Nous avions des amis. Ils ont cherché à nous entourer, à participer à notre malheur. Mais comment réagir devant une femme qui nie la réalité ? Qui s’entête dans une mise en scène fallacieuse ? Déroutés, repoussés, incapables d’entrer dans cette mascarade, ils se sont éloignés. Nous sommes seuls désormais, ta mère et moi. Mon amour pour elle me permet de la suivre, de l’accompagner plutôt, dans son égarement. Combien de temps durera-t-il ? Aurai-je la force de rester à ses côtés s’il se prolongeait ? Je suis incapable de le dire. Je te sens toujours présente. Je ne suis pas croyant, mais persuadé qu’un paradis pour les enfants existe quelque part. Tu y seras heureuse. Je le sais de façon certaine. Cela me console un peu. Loin des divagations de ta mère, je me suis moi aussi créé un monde où je te retrouve. J’aime la nature, elle est la confidente de mes joies, de mes peines.
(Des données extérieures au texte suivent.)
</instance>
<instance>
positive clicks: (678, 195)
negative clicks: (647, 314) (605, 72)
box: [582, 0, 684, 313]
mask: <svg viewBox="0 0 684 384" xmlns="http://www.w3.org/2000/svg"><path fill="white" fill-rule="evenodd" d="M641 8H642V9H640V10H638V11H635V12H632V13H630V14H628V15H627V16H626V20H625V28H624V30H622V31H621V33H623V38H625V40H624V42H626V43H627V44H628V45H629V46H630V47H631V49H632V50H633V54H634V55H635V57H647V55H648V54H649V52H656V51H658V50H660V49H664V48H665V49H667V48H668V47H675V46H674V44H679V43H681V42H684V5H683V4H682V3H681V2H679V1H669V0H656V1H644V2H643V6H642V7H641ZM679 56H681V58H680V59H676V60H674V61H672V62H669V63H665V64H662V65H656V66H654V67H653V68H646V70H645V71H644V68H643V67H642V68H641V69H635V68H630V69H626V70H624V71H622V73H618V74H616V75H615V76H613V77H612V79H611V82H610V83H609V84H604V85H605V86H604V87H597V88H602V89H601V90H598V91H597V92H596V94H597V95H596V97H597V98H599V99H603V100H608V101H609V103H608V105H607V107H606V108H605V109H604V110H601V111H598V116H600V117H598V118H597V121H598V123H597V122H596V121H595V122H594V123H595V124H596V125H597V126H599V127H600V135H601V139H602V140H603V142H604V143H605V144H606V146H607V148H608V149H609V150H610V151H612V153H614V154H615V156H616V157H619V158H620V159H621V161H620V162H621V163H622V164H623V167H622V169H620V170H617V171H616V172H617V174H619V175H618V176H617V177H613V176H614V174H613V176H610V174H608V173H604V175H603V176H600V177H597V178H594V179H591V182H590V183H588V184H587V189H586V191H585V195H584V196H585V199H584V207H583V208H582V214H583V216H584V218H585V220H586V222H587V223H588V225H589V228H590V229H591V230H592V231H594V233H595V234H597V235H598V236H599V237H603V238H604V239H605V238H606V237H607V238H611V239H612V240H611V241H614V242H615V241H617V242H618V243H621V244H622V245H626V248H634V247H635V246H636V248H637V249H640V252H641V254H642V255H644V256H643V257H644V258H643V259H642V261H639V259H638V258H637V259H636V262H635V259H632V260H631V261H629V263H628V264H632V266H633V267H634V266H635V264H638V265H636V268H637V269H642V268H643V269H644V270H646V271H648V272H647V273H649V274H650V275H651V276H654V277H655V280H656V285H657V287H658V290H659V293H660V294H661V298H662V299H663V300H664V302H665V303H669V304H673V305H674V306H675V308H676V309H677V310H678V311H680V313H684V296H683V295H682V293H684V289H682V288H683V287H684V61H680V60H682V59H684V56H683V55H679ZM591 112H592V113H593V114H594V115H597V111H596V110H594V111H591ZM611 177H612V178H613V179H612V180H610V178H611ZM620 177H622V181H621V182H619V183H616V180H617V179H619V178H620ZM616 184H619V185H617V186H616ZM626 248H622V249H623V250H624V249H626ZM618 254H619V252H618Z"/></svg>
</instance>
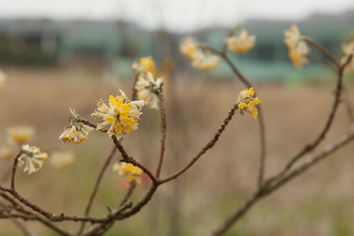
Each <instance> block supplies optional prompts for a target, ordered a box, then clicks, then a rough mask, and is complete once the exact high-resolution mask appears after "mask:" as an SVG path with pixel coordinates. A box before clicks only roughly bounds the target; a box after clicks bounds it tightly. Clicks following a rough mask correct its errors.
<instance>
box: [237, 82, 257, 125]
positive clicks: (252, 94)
mask: <svg viewBox="0 0 354 236" xmlns="http://www.w3.org/2000/svg"><path fill="white" fill-rule="evenodd" d="M254 93H255V91H254V89H253V87H251V88H250V89H245V90H242V91H241V92H240V94H239V95H238V99H237V102H236V104H237V107H238V110H239V113H240V114H241V115H243V111H247V112H249V113H251V114H252V116H253V117H254V118H255V119H257V115H258V110H257V108H256V105H258V104H259V103H260V102H261V100H259V98H258V97H255V98H254Z"/></svg>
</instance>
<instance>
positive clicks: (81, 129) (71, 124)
mask: <svg viewBox="0 0 354 236" xmlns="http://www.w3.org/2000/svg"><path fill="white" fill-rule="evenodd" d="M69 110H70V114H71V117H70V125H69V126H68V127H66V128H65V129H64V132H63V133H62V134H61V135H60V136H59V139H61V140H63V141H64V142H66V141H68V142H70V143H82V142H83V141H85V140H86V139H87V136H88V135H89V133H90V132H92V131H93V130H94V128H93V127H91V126H88V125H86V124H84V123H82V122H81V121H80V118H81V116H80V115H79V114H77V113H76V112H75V109H71V108H70V107H69Z"/></svg>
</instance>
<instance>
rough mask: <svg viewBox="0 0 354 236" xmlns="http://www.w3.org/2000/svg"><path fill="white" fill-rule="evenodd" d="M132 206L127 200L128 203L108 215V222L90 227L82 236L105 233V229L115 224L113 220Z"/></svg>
mask: <svg viewBox="0 0 354 236" xmlns="http://www.w3.org/2000/svg"><path fill="white" fill-rule="evenodd" d="M131 207H132V203H131V202H127V203H125V204H123V205H122V206H120V207H119V208H118V209H117V210H115V211H112V212H110V213H109V214H108V215H107V217H106V219H107V221H106V222H104V223H103V224H98V225H94V226H92V227H91V228H89V229H88V230H87V231H86V232H84V233H83V234H81V235H80V236H96V235H101V234H103V233H104V232H105V231H107V230H108V229H109V228H110V227H111V226H112V225H113V222H114V220H115V219H116V217H117V216H118V215H120V214H121V213H122V212H123V211H125V210H127V209H129V208H131Z"/></svg>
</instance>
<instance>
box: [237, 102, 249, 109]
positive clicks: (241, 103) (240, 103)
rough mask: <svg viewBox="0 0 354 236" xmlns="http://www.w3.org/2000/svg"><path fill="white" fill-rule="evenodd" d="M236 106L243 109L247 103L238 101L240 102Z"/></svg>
mask: <svg viewBox="0 0 354 236" xmlns="http://www.w3.org/2000/svg"><path fill="white" fill-rule="evenodd" d="M238 107H239V108H240V109H242V110H243V109H244V108H245V107H247V104H246V103H243V102H240V103H239V104H238Z"/></svg>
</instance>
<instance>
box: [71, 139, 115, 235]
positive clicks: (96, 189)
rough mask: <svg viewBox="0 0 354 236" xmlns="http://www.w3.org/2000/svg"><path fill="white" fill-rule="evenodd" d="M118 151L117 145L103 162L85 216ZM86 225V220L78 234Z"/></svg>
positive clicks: (79, 232)
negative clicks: (112, 161) (116, 147)
mask: <svg viewBox="0 0 354 236" xmlns="http://www.w3.org/2000/svg"><path fill="white" fill-rule="evenodd" d="M116 151H117V149H116V147H115V146H114V147H113V149H112V151H111V153H110V154H109V155H108V157H107V159H106V161H105V162H104V164H103V166H102V168H101V170H100V172H99V174H98V176H97V179H96V183H95V185H94V187H93V190H92V192H91V195H90V199H89V201H88V203H87V206H86V210H85V213H84V216H88V214H89V213H90V209H91V206H92V203H93V200H94V198H95V196H96V193H97V191H98V188H99V185H100V183H101V180H102V177H103V174H104V172H105V171H106V170H107V168H108V166H109V163H110V162H111V160H112V158H113V156H114V154H115V152H116ZM84 227H85V221H83V222H82V224H81V226H80V229H79V232H78V234H80V233H81V232H82V231H83V229H84Z"/></svg>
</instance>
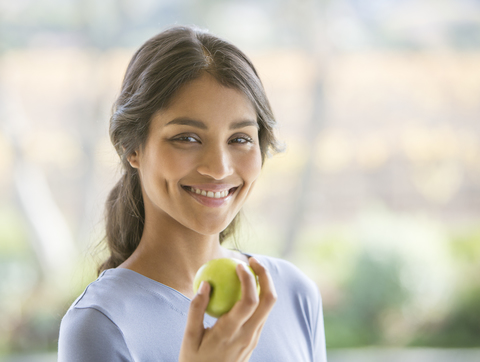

L’ondulation des collines m’apaise, la forêt étend ses branches en bras protecteurs au-dessus de ma tête. Je respire profondément l’odeur d’humus et de champignons. Mes pas me mènent au hêtre dont les racines t’ont été fatales. Je m’assieds à l’endroit où ton corps était étendu, j’en caresse la mousse veloutée. C’est le printemps, partout alentour éclate la fraîcheur tendre des premiers feuillages. J’écoute les oiseaux. Ils s’activent, en effervescence. Ce sont ceux que nous guettions l’hiver, quand tu étais petite, sur le rebord de la fenêtre de ta chambre. Nous ne manquions jamais de leur donner des graines et nous les observions, immobiles. Tu étais sur mes genoux, je sentais ta chaleur contre moi et je t’apprenais le nom de nos charmants visiteurs. Ta préférée était la mésange bleue. En suivant du regard cet oiseau qui volette autour de moi avec d’autres congénères, me vient l’idée qu’il te ressemble. Vif, léger, primesautier comme tu l’étais. Et l’émotion me submerge quand je me rappelle soudain un bonnet de laine bleue que tu portais le dernier hiver. De la même couleur de ciel que la coiffe de l’oiseau.